Comment 6 Martin Pavlik 2014-09-04 09:09:23 UTC 
where do I find IPTablesConfig, IPTablesConfigForGluster, IPTablesConfigSiteCustom ?

1)
tried 
engine-config --set IPTablesConfigSiteCustom="-A INPUT -p tcp --dport 55555 -j ACCEPT -A INPUT -p tcp --dport 55556 -j ACCEPT"

produces single line in iptables
-A INPUT -p tcp --dport 55555 -j ACCEPT -A INPUT -p tcp --dport 55556 -j ACCEPT
which does not work

2)
tried
engine-config --set IPTablesConfigSiteCustom="###my custom rules, -A INPUT -p tcp --dport 55555 -j ACCEPT, -A INPUT -p tcp --dport 55556 -j ACCEPT"
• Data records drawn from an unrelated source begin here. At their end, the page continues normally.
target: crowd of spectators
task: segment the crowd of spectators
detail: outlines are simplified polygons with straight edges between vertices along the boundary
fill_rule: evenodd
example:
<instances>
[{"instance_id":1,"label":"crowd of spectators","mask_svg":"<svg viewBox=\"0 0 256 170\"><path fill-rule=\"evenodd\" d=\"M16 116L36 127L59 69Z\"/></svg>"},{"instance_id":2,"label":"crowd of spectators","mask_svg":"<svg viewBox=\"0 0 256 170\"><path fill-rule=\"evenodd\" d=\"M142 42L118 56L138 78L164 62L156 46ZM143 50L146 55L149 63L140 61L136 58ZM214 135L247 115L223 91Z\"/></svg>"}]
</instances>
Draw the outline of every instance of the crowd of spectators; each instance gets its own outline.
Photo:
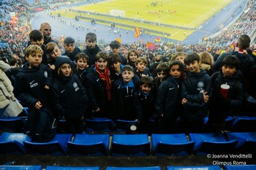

produces single line in iptables
/etc/sysconfig/iptables.20140904105907:###my custom rules, -A INPUT -p tcp --dport 55555 -j ACCEPT, -A INPUT -p tcp --dport 55556 -j ACCEPT
which does not work

3)
tried
engine-config --set IPTablesConfigSiteCustom="###my custom rules\n -A INPUT -p tcp --dport 55555 -j ACCEPT\n -A INPUT -p tcp --dport 55556 -j ACCEPT"

produces single line in iptables
/etc/sysconfig/iptables:###my custom rules\n -A INPUT -p tcp --dport 55555 -j ACCEPT\n -A INPUT -p tcp --dport 55556 -j ACCEPT
does not work


how to do the delimiting?
Comment 7 Alon Bar-Lev 2014-09-04 09:58:00 UTC 
it should work using:

xxxxx="line1
line2
line3
"
Comment 8 Martin Pavlik 2014-09-04 10:16:20 UTC 
I wonder how is the customer supposed to figure out how to use the command

@Alon is it possible to place some example or hint somewhere?

what works is

1) engine-config --set IPTablesConfigSiteCustom=" (now press enter)
2) (input line 1) -A INPUT -p tcp --dport 55555 -j ACCEPT (press enter)
3) (input line 2) -A INPUT -p tcp --dport 55556 -j ACCEPT" (press enter not the double quotes at the end)
4) service ovirt-engine restart

or 

write the text in gedit including formatting and copy paste it between the quotes in the command
Comment 9 Alon Bar-Lev 2014-09-04 10:19:52 UTC 
the following should input two lines, please write as-is within cli:

# engine-config --set IPTablesConfigSiteCustom="-A INPUT -p tcp --dport 55555 -j ACCEPT
-A INPUT -p tcp --dport 55556 -j ACCEPT
"

then:

# engine-config --get IPTablesConfigSiteCustom
Comment 10 Martin Pavlik 2014-09-04 11:19:34 UTC 
verified
oVirt Engine Version: 3.5.0-0.0.master.20140821064931.gitb794d66.el6
Comment 11 Sandro Bonazzola 2014-10-17 12:39:45 UTC 
oVirt 3.5 has been released and should include the fix for this issue.